For the past two weeks I’ve been living like a bachelor, working in the city during the weekdays while my wife and son spent some time away at the cabin. As mentioned previously, I should not be left alone with myself. On my own, all proper thoughts of nutrition and culinary propriety leave my head and it’s not hard to find me eating a dinner of cornflakes and nacho chips at 11:30 in the evening (yes, I actually did this). This probably comes as a surprise to anyone who has been to a restaurant with me or been a dinner guest at Upper Fort Stewart. Excepting my unholy love of gravy (can’t make poutine without it!), I think it’s well known, I love fine food.
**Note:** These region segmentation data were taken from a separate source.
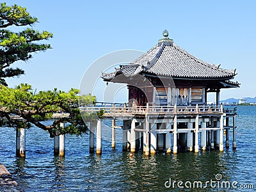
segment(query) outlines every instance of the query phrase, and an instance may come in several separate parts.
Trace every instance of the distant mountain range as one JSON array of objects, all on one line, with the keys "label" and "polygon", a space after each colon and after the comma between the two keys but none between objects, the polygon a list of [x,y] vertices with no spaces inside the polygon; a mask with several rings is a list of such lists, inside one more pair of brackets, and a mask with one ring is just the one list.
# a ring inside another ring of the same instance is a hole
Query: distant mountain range
[{"label": "distant mountain range", "polygon": [[[246,99],[246,102],[248,102],[248,103],[256,102],[256,97],[254,98],[252,98],[252,97],[243,97],[243,98]],[[240,99],[229,98],[226,100],[221,100],[220,102],[229,102],[229,103],[236,102],[236,103],[238,103],[238,102],[239,101],[239,99]]]}]

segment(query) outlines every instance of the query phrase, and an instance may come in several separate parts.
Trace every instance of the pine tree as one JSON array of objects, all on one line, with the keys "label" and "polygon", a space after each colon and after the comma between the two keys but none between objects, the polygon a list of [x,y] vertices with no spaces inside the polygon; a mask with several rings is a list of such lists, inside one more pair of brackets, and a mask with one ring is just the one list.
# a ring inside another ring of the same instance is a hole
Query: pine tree
[{"label": "pine tree", "polygon": [[[19,76],[24,74],[20,68],[11,65],[17,61],[28,61],[32,58],[32,53],[45,51],[51,45],[42,43],[49,40],[52,34],[48,31],[40,32],[31,26],[38,22],[37,18],[31,17],[26,8],[17,4],[6,6],[6,3],[0,5],[0,84],[7,86],[6,77]],[[20,27],[18,32],[8,29],[10,26]],[[24,26],[28,26],[24,29]]]}]

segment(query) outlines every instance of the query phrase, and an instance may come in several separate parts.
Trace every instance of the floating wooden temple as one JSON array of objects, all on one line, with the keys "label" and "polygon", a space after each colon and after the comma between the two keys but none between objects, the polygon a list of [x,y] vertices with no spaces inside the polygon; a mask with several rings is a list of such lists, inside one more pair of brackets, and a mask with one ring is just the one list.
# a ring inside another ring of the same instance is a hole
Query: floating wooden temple
[{"label": "floating wooden temple", "polygon": [[[123,150],[131,152],[138,151],[140,145],[146,156],[161,150],[177,154],[178,149],[196,153],[207,148],[223,151],[223,132],[228,148],[230,128],[236,148],[236,109],[220,104],[221,89],[239,86],[230,81],[236,70],[221,68],[220,65],[195,57],[169,38],[166,30],[163,36],[134,62],[102,74],[105,81],[127,84],[127,104],[81,108],[81,111],[104,110],[104,117],[113,120],[113,147],[115,121],[123,120]],[[210,92],[216,93],[214,106],[207,105]],[[100,120],[90,124],[91,152],[94,152],[95,129],[97,154],[100,154]]]}]

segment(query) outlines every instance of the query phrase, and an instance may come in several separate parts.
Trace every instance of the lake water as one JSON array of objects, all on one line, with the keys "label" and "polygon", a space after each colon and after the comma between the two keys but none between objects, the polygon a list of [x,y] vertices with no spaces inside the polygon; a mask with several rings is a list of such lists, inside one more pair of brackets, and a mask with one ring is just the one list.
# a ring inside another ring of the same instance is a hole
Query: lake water
[{"label": "lake water", "polygon": [[[105,127],[109,133],[102,141],[101,156],[90,154],[88,135],[79,138],[68,135],[66,156],[60,158],[53,156],[53,139],[42,129],[33,127],[26,132],[24,159],[15,157],[14,129],[0,128],[0,163],[24,191],[173,191],[180,190],[179,186],[187,191],[255,191],[256,107],[237,109],[236,150],[232,149],[230,131],[230,148],[222,153],[218,150],[198,154],[160,153],[146,157],[139,152],[131,157],[129,152],[122,151],[122,129],[116,129],[117,143],[113,150],[111,131]],[[218,180],[218,177],[222,179]],[[221,181],[229,182],[231,187],[233,184],[237,188],[221,189]],[[203,186],[206,184],[207,188],[200,189],[196,185],[193,188],[195,182],[202,182]],[[192,187],[188,189],[189,183]],[[244,189],[252,185],[253,189]],[[0,186],[1,190],[4,189]]]}]

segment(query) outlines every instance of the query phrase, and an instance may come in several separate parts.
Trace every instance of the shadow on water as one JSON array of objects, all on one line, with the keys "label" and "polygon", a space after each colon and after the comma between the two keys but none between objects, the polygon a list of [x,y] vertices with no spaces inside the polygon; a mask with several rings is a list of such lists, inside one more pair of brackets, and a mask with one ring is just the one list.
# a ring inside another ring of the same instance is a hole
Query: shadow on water
[{"label": "shadow on water", "polygon": [[[13,130],[1,128],[1,135],[8,142],[0,140],[0,162],[25,191],[172,191],[179,190],[165,188],[165,182],[170,179],[204,183],[216,179],[217,174],[224,180],[256,184],[256,108],[238,108],[236,150],[232,149],[232,130],[230,148],[222,153],[207,150],[197,154],[159,153],[149,157],[141,152],[130,156],[129,152],[122,151],[121,142],[117,142],[113,150],[108,140],[102,141],[101,156],[90,154],[88,136],[67,136],[66,156],[61,158],[53,156],[52,140],[42,130],[32,127],[27,134],[27,157],[22,159],[15,157]],[[116,138],[122,140],[122,130],[116,130]],[[211,188],[184,190],[218,191]]]}]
Anyway, all this digestive abuse has reminded me how much I love my old out of print copy of Everyday French Cooking by Henri Paul Pellaprat. Printed in 1968, it’s described in the introduction as being something like a primer on basic french cooking for the American house wife. For the American house wife? Where’s Beav and Wally with my Apron? Whatever, I love it. This, for me, is cooking orthodoxy. Whenever I follow a recipe from this book I produce a simple, almost platonic, meal that just tastes the way one thinks it should have tasted always. That’s an accomplishment. But it’s hard to expect less when the author was a professor at le Cordon Bleu, the MIT or Harvard of cooking schools, for over forty years.
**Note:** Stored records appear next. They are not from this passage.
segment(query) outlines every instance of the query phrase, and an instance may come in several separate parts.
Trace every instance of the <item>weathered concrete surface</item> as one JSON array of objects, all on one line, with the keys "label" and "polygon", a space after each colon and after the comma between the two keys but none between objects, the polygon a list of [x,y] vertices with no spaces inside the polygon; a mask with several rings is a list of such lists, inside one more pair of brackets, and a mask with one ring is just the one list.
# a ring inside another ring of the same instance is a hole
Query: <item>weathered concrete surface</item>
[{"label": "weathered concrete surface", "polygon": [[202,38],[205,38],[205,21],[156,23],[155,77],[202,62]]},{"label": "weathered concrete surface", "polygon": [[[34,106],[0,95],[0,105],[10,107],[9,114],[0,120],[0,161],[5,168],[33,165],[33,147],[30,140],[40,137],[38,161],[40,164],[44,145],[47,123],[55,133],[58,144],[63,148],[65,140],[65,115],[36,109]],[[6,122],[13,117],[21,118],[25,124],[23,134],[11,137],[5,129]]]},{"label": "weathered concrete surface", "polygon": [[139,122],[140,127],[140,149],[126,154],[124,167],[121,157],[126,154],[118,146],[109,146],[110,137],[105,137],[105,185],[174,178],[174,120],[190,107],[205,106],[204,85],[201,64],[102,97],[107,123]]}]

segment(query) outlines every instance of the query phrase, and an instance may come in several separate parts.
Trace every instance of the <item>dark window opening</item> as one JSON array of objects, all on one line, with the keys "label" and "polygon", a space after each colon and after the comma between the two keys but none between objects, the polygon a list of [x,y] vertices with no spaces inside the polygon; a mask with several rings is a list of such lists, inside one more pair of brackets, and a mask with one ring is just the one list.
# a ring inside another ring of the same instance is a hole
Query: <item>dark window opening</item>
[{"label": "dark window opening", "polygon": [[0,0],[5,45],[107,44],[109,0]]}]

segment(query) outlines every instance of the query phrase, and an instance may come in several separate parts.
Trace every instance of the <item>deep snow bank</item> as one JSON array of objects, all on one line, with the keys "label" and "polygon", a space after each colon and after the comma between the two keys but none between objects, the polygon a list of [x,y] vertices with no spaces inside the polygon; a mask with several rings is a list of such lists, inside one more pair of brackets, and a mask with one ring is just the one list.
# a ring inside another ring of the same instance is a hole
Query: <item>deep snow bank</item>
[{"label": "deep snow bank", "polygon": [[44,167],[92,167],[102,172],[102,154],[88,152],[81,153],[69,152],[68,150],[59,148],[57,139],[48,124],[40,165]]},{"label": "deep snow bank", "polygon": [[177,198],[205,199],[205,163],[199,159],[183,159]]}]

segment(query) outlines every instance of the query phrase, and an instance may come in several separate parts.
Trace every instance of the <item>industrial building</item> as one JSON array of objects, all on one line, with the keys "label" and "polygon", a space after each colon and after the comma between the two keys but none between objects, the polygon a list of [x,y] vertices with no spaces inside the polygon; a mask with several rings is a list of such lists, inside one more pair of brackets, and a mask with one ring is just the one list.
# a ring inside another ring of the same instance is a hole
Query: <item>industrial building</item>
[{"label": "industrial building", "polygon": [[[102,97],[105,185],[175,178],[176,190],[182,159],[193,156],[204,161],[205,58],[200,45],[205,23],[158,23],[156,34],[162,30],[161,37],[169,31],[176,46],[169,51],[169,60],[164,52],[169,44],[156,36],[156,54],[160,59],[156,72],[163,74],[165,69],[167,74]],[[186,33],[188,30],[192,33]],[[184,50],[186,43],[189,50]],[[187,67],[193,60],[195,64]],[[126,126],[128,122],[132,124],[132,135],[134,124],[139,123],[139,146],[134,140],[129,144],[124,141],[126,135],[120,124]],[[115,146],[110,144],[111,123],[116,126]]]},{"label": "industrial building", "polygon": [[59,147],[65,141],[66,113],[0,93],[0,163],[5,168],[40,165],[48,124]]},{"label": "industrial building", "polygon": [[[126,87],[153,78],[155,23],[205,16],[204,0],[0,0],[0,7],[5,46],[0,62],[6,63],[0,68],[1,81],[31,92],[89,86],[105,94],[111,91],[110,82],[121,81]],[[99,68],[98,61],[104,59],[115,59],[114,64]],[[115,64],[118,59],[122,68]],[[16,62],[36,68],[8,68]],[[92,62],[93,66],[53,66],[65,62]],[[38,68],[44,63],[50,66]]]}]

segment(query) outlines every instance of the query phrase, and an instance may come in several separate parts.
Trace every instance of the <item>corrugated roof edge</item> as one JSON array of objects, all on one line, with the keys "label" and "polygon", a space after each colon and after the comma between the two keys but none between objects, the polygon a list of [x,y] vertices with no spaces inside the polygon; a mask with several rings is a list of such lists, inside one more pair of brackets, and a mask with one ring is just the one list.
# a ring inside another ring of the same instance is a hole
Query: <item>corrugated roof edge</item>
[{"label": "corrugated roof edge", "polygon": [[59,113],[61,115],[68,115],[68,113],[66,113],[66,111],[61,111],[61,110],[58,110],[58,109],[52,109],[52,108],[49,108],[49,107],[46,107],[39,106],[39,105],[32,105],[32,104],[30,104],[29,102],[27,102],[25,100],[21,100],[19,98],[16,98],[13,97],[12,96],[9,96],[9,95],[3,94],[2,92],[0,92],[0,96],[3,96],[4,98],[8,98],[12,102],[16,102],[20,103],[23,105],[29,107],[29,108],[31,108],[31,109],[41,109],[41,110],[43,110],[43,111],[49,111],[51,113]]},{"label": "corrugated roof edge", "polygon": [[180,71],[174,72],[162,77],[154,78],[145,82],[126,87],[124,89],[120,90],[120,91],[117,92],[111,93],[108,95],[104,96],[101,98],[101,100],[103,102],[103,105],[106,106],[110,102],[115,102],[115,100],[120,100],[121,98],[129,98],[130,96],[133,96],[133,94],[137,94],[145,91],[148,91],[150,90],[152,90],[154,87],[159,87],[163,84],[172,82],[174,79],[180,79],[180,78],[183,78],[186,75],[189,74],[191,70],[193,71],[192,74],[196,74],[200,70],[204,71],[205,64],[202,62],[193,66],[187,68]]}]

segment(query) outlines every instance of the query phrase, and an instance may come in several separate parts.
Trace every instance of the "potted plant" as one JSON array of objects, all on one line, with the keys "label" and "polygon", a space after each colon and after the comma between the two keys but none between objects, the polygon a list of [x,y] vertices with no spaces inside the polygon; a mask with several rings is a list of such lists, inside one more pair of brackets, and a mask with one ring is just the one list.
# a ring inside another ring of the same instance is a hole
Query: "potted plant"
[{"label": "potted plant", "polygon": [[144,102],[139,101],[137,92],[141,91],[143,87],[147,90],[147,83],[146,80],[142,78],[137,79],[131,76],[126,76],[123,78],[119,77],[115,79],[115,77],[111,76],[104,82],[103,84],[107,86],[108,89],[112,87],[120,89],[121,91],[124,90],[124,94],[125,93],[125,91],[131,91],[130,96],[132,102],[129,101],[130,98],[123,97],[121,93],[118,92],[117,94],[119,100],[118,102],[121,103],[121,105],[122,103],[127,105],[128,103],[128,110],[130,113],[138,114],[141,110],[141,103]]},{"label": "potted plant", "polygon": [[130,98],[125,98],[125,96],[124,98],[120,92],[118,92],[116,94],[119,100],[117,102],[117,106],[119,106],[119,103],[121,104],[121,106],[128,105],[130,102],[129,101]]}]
My favorite recipes: Pellaprat’s simple Roast Chicken. Beef Bourguignon. Baked Eggs. Simple stuff that tastes perfect.
Most terrible sounding recipe that I long to try: Smothered Rabbit. That “widdle wabbit” was a monster, judge, he deserved it!
Recipe I just won’t ever make: Braised Sweetbreads Jardinière. Sweetbreads is guts.
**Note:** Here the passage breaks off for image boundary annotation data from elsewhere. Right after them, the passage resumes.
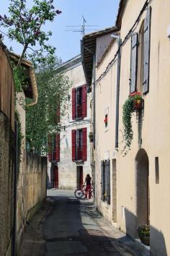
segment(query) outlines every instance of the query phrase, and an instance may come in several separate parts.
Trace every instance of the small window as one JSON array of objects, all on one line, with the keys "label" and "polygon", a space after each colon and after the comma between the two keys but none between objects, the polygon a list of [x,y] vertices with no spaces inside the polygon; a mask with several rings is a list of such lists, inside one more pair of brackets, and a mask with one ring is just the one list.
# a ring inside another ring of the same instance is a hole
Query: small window
[{"label": "small window", "polygon": [[143,54],[144,54],[144,21],[143,22],[139,33],[139,47],[138,47],[138,91],[143,93]]},{"label": "small window", "polygon": [[108,131],[108,128],[109,128],[109,107],[106,108],[104,110],[104,132],[107,132]]},{"label": "small window", "polygon": [[156,184],[159,184],[159,164],[158,158],[155,158]]},{"label": "small window", "polygon": [[104,124],[105,124],[105,128],[107,127],[107,125],[108,125],[108,116],[107,116],[107,114],[105,115],[105,118],[104,118]]}]

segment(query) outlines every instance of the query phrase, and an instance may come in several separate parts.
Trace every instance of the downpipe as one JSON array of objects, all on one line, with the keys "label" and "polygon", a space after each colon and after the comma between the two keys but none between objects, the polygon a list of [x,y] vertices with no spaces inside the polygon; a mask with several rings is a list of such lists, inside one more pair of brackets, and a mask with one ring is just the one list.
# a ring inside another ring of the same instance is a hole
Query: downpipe
[{"label": "downpipe", "polygon": [[17,232],[17,169],[18,169],[18,123],[15,121],[15,155],[14,155],[14,224],[13,224],[13,247],[12,256],[16,254],[16,232]]},{"label": "downpipe", "polygon": [[120,102],[120,61],[121,52],[120,46],[122,40],[120,35],[111,35],[111,37],[115,38],[117,42],[119,52],[117,54],[117,87],[116,87],[116,114],[115,114],[115,149],[119,148],[119,102]]}]

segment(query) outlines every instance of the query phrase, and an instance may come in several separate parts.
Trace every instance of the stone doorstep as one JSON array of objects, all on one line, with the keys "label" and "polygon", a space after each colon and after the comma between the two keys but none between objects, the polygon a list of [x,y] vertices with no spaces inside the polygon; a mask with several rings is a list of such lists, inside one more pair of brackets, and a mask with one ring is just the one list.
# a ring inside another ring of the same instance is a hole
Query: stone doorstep
[{"label": "stone doorstep", "polygon": [[146,256],[150,255],[150,246],[143,244],[139,239],[135,239],[135,244],[145,253]]}]

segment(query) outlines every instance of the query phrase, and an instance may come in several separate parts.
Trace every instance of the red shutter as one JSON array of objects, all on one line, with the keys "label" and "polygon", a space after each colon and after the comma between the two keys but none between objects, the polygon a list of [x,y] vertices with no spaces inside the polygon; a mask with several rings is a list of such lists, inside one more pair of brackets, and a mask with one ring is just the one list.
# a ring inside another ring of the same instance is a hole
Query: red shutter
[{"label": "red shutter", "polygon": [[60,140],[61,136],[60,134],[56,134],[55,136],[55,150],[56,150],[56,162],[60,162]]},{"label": "red shutter", "polygon": [[83,113],[82,116],[86,116],[86,85],[83,85],[82,88],[82,105],[83,105]]},{"label": "red shutter", "polygon": [[86,128],[83,128],[83,161],[86,161]]},{"label": "red shutter", "polygon": [[51,162],[52,160],[52,137],[48,135],[48,161]]},{"label": "red shutter", "polygon": [[71,140],[72,140],[72,160],[74,162],[76,160],[76,130],[72,129],[71,131]]},{"label": "red shutter", "polygon": [[72,119],[76,119],[76,88],[72,89]]}]

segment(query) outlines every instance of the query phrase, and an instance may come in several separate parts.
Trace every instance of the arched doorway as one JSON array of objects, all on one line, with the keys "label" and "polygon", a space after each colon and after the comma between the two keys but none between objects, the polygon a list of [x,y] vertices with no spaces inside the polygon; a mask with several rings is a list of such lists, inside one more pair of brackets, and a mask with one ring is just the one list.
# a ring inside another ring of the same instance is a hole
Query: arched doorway
[{"label": "arched doorway", "polygon": [[140,149],[135,157],[136,215],[138,226],[149,224],[149,161],[144,149]]}]

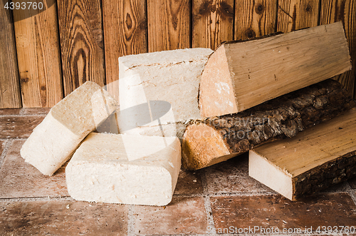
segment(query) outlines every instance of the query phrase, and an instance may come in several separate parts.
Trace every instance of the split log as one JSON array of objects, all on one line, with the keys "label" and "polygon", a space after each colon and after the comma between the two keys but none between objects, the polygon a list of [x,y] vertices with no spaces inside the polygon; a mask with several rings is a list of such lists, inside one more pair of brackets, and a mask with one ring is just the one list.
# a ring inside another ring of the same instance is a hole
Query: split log
[{"label": "split log", "polygon": [[200,118],[200,77],[209,48],[186,48],[119,58],[120,133],[176,136],[175,123]]},{"label": "split log", "polygon": [[180,150],[176,137],[90,133],[66,168],[68,193],[77,200],[167,205],[179,174]]},{"label": "split log", "polygon": [[202,117],[243,111],[351,68],[341,22],[223,43],[201,75]]},{"label": "split log", "polygon": [[356,175],[356,109],[250,150],[249,175],[291,200]]},{"label": "split log", "polygon": [[264,143],[294,137],[355,105],[340,83],[329,79],[241,113],[192,121],[183,136],[183,167],[201,169]]}]

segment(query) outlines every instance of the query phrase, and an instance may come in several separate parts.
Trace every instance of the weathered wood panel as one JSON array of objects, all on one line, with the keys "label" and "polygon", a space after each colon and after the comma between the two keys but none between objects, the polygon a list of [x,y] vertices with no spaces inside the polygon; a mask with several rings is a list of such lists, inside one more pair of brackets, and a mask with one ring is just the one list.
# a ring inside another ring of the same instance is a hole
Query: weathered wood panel
[{"label": "weathered wood panel", "polygon": [[145,5],[145,0],[103,1],[106,84],[115,97],[118,95],[118,83],[114,83],[119,79],[117,58],[147,52]]},{"label": "weathered wood panel", "polygon": [[276,20],[277,0],[236,0],[235,40],[274,33]]},{"label": "weathered wood panel", "polygon": [[21,107],[12,15],[0,0],[0,108]]},{"label": "weathered wood panel", "polygon": [[356,3],[352,0],[322,0],[320,6],[320,24],[342,21],[344,29],[349,43],[352,69],[334,79],[340,82],[353,93],[356,98]]},{"label": "weathered wood panel", "polygon": [[318,26],[319,0],[279,0],[278,8],[277,31]]},{"label": "weathered wood panel", "polygon": [[53,1],[44,2],[44,7],[49,6],[46,11],[32,7],[14,11],[25,108],[52,107],[63,98],[56,5]]},{"label": "weathered wood panel", "polygon": [[190,47],[189,0],[147,0],[148,51]]},{"label": "weathered wood panel", "polygon": [[64,94],[87,81],[105,84],[100,0],[58,0]]},{"label": "weathered wood panel", "polygon": [[234,39],[234,0],[193,0],[192,47],[213,50]]}]

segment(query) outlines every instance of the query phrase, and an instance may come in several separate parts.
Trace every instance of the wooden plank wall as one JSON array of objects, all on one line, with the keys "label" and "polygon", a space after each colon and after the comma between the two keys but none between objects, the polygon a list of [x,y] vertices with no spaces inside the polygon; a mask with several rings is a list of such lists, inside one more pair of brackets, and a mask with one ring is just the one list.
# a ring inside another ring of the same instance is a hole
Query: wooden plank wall
[{"label": "wooden plank wall", "polygon": [[0,10],[0,108],[51,107],[86,81],[117,95],[119,56],[215,49],[225,41],[337,21],[353,68],[335,78],[356,98],[356,0],[36,1],[45,11]]}]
If you ever get a chance to pick up this book, do it (you can buy it used from Amazon). It will increase your confidence in the kitchen, teach you something about cooking, and probably make for some great nights entertaining. Plus, it’s old looking, and does not have Rachel Ray on the cover. That always helps.
You know, somehow, I suspect Mssr. Pellaprat would not be amused by late night cornflakes and nacho chips.